Call Them Right Back

When I was very young, I was asked to make cold calls for the family business. I had a little experience, having made cold calls for a charity a few years earlier, but I had had no training. I was, however, provided with a set of index cards that included a script and language to “overcome” any “objections” I might receive while dialing strangers.

One of the first calls I made was answered, and the person answering hung up on me. I called my leadership team and asked what I was supposed to do when someone hung up on me. I was told, “Call them right back.”

That didn’t sound like a good idea. First, the person had just hung up on me. That is not a sign that someone wants to continue any kind of conversation. It’s evidence that they are quite committed to not having the conversation. Second, and more importantly, calling back means making someone who is already unhappy that you called them even more unhappy. This would be creating conflict.
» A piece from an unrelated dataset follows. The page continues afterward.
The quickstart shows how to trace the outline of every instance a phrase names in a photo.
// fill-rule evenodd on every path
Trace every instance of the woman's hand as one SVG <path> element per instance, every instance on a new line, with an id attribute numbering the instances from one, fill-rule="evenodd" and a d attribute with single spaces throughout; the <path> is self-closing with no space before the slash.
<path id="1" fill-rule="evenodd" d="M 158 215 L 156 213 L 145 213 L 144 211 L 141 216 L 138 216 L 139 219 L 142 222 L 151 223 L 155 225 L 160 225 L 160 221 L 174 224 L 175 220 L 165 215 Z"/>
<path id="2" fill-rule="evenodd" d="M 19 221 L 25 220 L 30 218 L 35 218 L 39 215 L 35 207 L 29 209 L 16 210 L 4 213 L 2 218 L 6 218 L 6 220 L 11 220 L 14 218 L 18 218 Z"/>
I called back. Indeed, the person on the other end of the phone was miffed. He was in no way impressed that I called him right back. Nor was he moved by my strategy for starting the conversation over (something that I improved over time). But he didn’t punch me in the face, he didn’t yell me, and he didn’t hang up on me. Instead, he said no to my request for a meeting. That is all there was to that call, and it was one I would occasionally have to make while prospecting.

Making the call, however, had the positive effect of eliminating the potential to become conflict-averse. It also helped me come to the idea that I was a peer to my clients, not some subservient, milquetoast order-taker.

Do not read anything here as a license to go create conflict. You are better off creating an opportunity to collaborate than you are creating conflict that is not necessary.

That said, you are going to have to deal with conflict if you work in business. You are going to be comfortable dealing with issues and challenges where there will be disagreements. Avoiding conflict is allowing tiny monsters to blossom into gargantuan monsters.

When you need to have the difficult conversation, have the difficult conversation.